Roughly, there are two categories of machine learning:
- In supervised learning one already has access to a data set of example inputs and desired outputs, and teaches the computer to produce the desired outputs given the example inputs.
- In unsupervised learning one only has access to a data set: there is not necessarily any notion of "input" and "output". The goal is to teach the computer to autonomously discover underlying patterns in the data set.
For example, if we have a data set containing students' GPAs and SAT scores, we could attempt to train a supervised machine learning model to predict SAT scores given GPAs. Here, GPA would be the input, and SAT score would be the desired output. On the other hand, instead of trying to predict SAT scores based on GPA, we could use both SAT and GPA as input, and see if the computer can discover interesting patterns. In the plots below, supervised learning can easily predict the output variable based on the input variable via a straight line. A good unsupervised learning algorithm could hopefully discover the two clusters in the right plot.
|Supervised Learning||Unsupervised Learning|
Unsupervised machine learning will be touched on later, but for now we focus on supervised machine learning: in general it is easier, and the objective is clearer. Specifically, there are two main types of supervised learning:
- Regression aims to predict a continuous output, given the inputs.
- Classification aims to predict a classification, given the inputs.
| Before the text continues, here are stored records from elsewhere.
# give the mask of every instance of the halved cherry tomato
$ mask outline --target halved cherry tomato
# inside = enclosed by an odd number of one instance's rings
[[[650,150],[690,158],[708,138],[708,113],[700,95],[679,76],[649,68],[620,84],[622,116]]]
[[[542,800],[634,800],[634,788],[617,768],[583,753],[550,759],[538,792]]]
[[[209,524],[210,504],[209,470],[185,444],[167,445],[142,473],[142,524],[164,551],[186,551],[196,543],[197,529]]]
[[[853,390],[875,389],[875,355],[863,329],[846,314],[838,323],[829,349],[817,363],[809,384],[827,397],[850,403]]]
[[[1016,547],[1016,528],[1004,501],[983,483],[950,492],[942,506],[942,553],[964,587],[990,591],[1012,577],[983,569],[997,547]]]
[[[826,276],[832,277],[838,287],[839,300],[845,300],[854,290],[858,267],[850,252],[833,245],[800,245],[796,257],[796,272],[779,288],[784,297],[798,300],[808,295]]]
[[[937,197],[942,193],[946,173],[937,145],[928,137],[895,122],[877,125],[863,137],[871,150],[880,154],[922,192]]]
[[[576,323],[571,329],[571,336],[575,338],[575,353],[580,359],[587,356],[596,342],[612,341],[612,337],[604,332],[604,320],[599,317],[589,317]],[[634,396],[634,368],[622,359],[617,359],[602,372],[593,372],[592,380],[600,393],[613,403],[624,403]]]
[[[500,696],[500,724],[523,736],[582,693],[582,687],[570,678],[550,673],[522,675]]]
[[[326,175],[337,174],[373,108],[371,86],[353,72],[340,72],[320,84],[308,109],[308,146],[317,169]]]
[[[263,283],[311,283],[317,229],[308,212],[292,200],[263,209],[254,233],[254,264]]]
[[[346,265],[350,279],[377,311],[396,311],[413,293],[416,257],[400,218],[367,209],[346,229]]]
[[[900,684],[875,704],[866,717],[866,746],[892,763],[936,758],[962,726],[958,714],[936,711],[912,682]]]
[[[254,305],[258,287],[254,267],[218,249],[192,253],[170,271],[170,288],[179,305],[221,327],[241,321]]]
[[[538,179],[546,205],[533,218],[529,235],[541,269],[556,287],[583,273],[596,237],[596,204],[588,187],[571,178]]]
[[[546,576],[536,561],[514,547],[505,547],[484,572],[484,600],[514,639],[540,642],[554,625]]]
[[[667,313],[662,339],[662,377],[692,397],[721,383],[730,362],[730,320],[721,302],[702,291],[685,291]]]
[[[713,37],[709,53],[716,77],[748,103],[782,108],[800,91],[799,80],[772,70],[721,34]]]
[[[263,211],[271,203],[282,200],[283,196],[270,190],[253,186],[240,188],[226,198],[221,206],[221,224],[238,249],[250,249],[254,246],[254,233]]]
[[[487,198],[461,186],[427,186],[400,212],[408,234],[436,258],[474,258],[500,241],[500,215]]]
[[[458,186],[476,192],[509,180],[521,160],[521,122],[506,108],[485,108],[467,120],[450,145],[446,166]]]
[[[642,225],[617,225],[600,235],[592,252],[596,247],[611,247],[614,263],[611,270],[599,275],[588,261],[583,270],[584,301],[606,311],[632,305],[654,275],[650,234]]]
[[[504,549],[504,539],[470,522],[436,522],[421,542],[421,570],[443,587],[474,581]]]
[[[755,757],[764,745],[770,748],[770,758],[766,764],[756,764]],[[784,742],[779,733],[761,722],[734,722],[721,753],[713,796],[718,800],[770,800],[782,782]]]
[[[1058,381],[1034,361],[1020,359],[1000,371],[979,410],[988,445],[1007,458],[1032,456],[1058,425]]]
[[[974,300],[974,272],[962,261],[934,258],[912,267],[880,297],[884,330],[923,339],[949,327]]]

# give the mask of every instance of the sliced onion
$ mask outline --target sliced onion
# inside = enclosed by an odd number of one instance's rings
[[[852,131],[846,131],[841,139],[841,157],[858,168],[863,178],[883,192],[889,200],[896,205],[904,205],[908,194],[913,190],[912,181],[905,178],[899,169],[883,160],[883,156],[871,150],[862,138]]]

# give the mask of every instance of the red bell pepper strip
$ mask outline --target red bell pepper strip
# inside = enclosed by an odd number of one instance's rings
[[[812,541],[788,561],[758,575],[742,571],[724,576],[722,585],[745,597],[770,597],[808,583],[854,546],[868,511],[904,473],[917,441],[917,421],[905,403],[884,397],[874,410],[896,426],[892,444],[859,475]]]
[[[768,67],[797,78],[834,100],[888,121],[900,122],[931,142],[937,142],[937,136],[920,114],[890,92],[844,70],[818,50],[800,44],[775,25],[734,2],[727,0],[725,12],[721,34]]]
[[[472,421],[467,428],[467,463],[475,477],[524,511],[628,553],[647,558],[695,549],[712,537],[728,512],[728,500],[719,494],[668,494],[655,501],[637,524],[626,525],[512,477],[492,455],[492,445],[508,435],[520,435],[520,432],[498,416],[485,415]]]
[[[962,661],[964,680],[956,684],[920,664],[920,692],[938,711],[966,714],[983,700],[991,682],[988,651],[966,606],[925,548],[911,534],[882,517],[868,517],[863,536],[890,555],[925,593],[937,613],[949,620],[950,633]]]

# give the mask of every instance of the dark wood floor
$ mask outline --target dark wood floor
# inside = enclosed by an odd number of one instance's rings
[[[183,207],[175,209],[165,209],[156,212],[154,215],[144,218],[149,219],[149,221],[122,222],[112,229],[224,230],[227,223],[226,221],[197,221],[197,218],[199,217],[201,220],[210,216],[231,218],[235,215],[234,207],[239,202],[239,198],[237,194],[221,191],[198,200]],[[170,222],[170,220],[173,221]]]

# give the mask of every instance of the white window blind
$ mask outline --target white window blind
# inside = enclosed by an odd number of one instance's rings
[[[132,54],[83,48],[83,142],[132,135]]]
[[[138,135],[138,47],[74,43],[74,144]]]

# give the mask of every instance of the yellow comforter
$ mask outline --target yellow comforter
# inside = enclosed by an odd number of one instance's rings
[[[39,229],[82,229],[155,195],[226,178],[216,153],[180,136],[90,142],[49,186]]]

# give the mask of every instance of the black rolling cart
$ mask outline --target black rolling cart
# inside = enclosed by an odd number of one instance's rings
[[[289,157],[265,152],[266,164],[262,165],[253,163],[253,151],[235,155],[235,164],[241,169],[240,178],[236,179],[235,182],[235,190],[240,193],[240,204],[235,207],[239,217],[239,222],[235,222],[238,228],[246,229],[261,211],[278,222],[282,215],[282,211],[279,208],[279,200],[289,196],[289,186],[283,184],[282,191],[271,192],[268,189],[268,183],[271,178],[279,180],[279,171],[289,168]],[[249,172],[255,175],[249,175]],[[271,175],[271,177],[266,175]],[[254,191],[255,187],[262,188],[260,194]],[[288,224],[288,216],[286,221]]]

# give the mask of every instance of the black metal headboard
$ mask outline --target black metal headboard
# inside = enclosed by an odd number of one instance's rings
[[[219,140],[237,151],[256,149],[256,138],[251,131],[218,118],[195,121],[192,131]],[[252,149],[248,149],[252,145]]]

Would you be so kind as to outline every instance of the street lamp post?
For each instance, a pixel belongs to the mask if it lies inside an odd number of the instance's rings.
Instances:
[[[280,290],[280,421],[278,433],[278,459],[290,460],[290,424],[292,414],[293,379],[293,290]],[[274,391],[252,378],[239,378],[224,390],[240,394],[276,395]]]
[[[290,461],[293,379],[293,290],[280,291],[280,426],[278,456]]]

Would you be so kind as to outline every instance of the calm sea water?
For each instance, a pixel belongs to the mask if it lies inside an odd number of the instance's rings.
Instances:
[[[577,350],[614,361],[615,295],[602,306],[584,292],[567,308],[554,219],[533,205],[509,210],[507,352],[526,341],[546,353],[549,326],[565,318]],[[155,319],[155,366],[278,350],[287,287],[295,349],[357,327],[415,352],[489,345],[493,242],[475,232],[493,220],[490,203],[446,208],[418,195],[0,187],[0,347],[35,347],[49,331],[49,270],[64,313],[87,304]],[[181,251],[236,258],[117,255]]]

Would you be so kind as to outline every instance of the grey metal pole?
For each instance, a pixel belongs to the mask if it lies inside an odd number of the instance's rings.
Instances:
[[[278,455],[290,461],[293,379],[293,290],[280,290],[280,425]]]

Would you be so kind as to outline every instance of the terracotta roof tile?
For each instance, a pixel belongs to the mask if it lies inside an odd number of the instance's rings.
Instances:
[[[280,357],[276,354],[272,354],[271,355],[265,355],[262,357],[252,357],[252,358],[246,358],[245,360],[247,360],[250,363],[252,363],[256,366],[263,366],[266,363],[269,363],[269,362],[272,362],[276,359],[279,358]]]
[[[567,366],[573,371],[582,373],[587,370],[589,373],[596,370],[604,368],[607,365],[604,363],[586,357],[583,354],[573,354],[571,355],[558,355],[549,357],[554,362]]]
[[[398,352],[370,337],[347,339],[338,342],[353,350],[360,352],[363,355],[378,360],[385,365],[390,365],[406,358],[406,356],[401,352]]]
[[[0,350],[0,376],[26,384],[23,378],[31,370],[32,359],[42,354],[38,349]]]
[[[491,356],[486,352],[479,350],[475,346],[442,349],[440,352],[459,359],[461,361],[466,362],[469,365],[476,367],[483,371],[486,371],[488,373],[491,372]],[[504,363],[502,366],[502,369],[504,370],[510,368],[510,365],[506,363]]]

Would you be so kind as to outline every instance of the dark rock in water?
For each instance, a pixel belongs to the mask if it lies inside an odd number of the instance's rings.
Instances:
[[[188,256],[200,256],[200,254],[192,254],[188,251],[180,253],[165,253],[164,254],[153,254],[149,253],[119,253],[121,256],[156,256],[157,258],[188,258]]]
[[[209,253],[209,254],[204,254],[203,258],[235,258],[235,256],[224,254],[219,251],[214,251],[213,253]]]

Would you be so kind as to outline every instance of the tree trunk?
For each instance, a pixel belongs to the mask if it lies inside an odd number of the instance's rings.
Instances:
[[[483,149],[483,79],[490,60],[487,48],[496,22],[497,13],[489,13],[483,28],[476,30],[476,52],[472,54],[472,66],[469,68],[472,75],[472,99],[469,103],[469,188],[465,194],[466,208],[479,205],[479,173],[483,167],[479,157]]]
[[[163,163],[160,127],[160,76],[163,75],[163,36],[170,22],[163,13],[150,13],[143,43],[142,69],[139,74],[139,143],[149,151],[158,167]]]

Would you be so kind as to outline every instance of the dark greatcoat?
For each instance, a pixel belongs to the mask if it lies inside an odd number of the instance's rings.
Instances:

The GPA and SAT score example from above is an example of regression, since we are trying to predict the continuous output variable of SAT scores. We aren't trying to classify students based on GPAs, we just want to estimate what their SAT score will be. On the other hand, suppose we also have data about UC Davis college admissions: we could then try to predict whether or not a student will be accepted based on their GPA and SAT combined. This would be an example of classification, since the output of the prediction is not continuous, it is a classification (accepted or rejected). In the example plots below, the left plot shows predicting continuous SAT from GPA, while the right plot shows distinguishing UC Davis rejected applicants (marked with 'x') from UC Davis accepted applicants (marked with 'o'). The plot looks similar to the unsupervised plot from above, but the crucial difference is that we know have data about who was accepted and rejected.
In this chapter we look at regression only, and specifically the simplest form: linear regression. We start with the most basic form of linear regression (single variable linear regression), and then move on to consider variants of linear regression. Using these variants we can obtain models that are both fairly simple and powerful.